Please
excuse me for posting two Frivolities in
one day. It’s not that I’m feeling
particularly frivolous; far from it. It’s
just that I didn’t sleep much last night, hence lack the energy and enthusiasm for
any sort of useful work. Thus I have
time to kill, before being picked up and transported to a glorious Easter crab
feed. So, I decided to report on some recent reading – and here it is.
When I
finished the Hillerman Navajo cop books I fully intended to tackle the Patrick
O’Brian Aubrey/Maturin series, or perhaps Barbara Mertz’s splendid Amelia
Peabody Egyptian mysteries. However,
both seemed so daunting that I read Tom Clancy’s Red Storm Rising. I enjoyed
it.
God knows
Clancy was no artistic word smith, but he certainly does know how to whip up an
exciting tale. This one concerns a war
between NATO and the Soviet Union, nefariously foisted on the world by the evil
Commies, of course. Naturally, we win. I particularly enjoyed it because much of the
action takes place in Iceland, which my daughter Karen and I visited a few
years ago.
One thing I
took away from the book was the totally anonymous nature of the war Clancy
dreamed up. In previous wars you usually
saw the person you killed; bashed his head in with a rock, stabbed him with a
spear, chopped him up with a battle ax, etc.

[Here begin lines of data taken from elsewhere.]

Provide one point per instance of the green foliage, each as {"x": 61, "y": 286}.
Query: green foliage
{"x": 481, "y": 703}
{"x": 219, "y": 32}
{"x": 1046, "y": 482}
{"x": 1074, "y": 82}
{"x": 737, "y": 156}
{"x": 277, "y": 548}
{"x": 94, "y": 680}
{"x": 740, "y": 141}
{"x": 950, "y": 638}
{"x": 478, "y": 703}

Not so in the 1980s, apparently.
Plenty of people were dispatched, for sure, but always at long range,
using gadgets: radar, sonar, self-guiding torpedoes, SAM rockets, depth charges,
and so forth, and lots of other sophisticated stuff. And the computer reigned supreme. Or so it seems.
So, I began
to think, what will WW3 look like, if we have one – Heaven forfend. Well, it is a fair bet that it will be fought
by a few dozen pimply-faced kids in dark, blast-proof rooms, surrounded, of
course, by trillions of dollars’ worth of electronic gadgets.